13 June 2018
1. Disclosure will no longer be so wide ranging
The standard approach to disclosure that has been in place since 1999 will be replaced with a tailored approach. The scope of disclosure will be limited to what the parties and the court agree is appropriate to the value and complexity of the case. This will require parties to exchange information about available documents much earlier in the case but it should enable the parties to limit the cost of disclosure in many cases to more proportionate levels.
This approach brings English civil procedure closer to the civil law tradition and to recent developments in the international arbitration field where tailored disclosure is encouraged in order to reduce costs and limit “fishing expeditions” where huge amounts of time and costs are often expended in seeking documents from a counterparty.

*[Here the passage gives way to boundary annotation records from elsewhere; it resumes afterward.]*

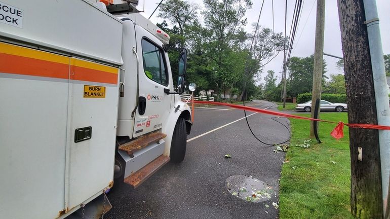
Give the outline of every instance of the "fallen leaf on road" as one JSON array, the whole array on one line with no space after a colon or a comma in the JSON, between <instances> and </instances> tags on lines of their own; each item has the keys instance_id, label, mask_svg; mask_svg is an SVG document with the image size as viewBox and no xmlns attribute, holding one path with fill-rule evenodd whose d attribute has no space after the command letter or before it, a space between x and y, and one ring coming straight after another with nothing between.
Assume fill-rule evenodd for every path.
<instances>
[{"instance_id":1,"label":"fallen leaf on road","mask_svg":"<svg viewBox=\"0 0 390 219\"><path fill-rule=\"evenodd\" d=\"M275 207L275 209L278 209L278 208L279 208L279 205L278 205L278 204L277 204L276 203L275 203L275 202L272 202L272 205L274 205L274 207Z\"/></svg>"}]
</instances>

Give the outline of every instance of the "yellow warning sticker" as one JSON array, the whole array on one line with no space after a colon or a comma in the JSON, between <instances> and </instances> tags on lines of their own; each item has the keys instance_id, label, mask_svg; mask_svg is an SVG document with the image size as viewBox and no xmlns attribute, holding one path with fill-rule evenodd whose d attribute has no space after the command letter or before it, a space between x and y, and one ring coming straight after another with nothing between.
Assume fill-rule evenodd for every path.
<instances>
[{"instance_id":1,"label":"yellow warning sticker","mask_svg":"<svg viewBox=\"0 0 390 219\"><path fill-rule=\"evenodd\" d=\"M84 85L84 97L105 98L106 87Z\"/></svg>"}]
</instances>

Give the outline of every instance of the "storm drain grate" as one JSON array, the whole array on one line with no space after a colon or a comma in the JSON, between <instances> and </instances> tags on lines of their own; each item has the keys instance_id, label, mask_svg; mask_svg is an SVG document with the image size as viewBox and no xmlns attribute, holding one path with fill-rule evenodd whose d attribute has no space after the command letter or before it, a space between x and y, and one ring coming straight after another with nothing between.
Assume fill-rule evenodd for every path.
<instances>
[{"instance_id":1,"label":"storm drain grate","mask_svg":"<svg viewBox=\"0 0 390 219\"><path fill-rule=\"evenodd\" d=\"M232 195L246 201L261 202L270 199L272 188L252 176L234 175L226 180L227 190Z\"/></svg>"}]
</instances>

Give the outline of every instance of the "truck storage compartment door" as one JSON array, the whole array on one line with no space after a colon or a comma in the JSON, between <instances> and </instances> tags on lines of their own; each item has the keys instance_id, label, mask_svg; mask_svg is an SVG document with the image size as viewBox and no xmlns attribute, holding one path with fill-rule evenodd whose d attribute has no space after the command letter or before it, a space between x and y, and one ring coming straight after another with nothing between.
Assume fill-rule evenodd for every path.
<instances>
[{"instance_id":1,"label":"truck storage compartment door","mask_svg":"<svg viewBox=\"0 0 390 219\"><path fill-rule=\"evenodd\" d=\"M2 218L64 212L69 63L69 57L0 42Z\"/></svg>"},{"instance_id":2,"label":"truck storage compartment door","mask_svg":"<svg viewBox=\"0 0 390 219\"><path fill-rule=\"evenodd\" d=\"M162 127L170 110L173 95L164 92L172 83L169 62L163 44L154 36L136 25L137 48L139 57L139 97L145 98L146 104L138 107L144 114L136 113L133 137Z\"/></svg>"},{"instance_id":3,"label":"truck storage compartment door","mask_svg":"<svg viewBox=\"0 0 390 219\"><path fill-rule=\"evenodd\" d=\"M71 58L65 205L71 209L112 183L119 69Z\"/></svg>"}]
</instances>

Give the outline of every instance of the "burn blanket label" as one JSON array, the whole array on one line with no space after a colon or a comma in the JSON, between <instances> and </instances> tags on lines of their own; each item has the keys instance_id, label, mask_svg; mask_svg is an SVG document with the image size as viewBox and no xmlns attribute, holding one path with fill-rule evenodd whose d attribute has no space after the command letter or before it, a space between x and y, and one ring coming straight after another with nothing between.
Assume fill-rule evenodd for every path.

In many commercial cases, new court rules will require the parties to prepare detailed budgets of costs early in the case. The court will have the power to actively manage the costs, and if it does so, the parties will have to run the case according to their budgets or seek the court’s approval for any variation. The budget will act as a limit on recoverable costs.
3. Compliance with court orders
Stricter compliance with court orders and the court timetable will be enforced. Repeated disobedience of court orders will be less likely to be forgiven and offending parties will be at risk of having their case struck out or an immediate costs penalty imposed.
These changes form part of a wider reform of the civil justice system England that will alter the way commercial cases are funded and resolved. Although they inevitably introduce some uncertainty as the new rules settle down, the prospects are there for those who genuinely want a swift and cost effective resolution to their disputes as it may make litigating a more affordable option.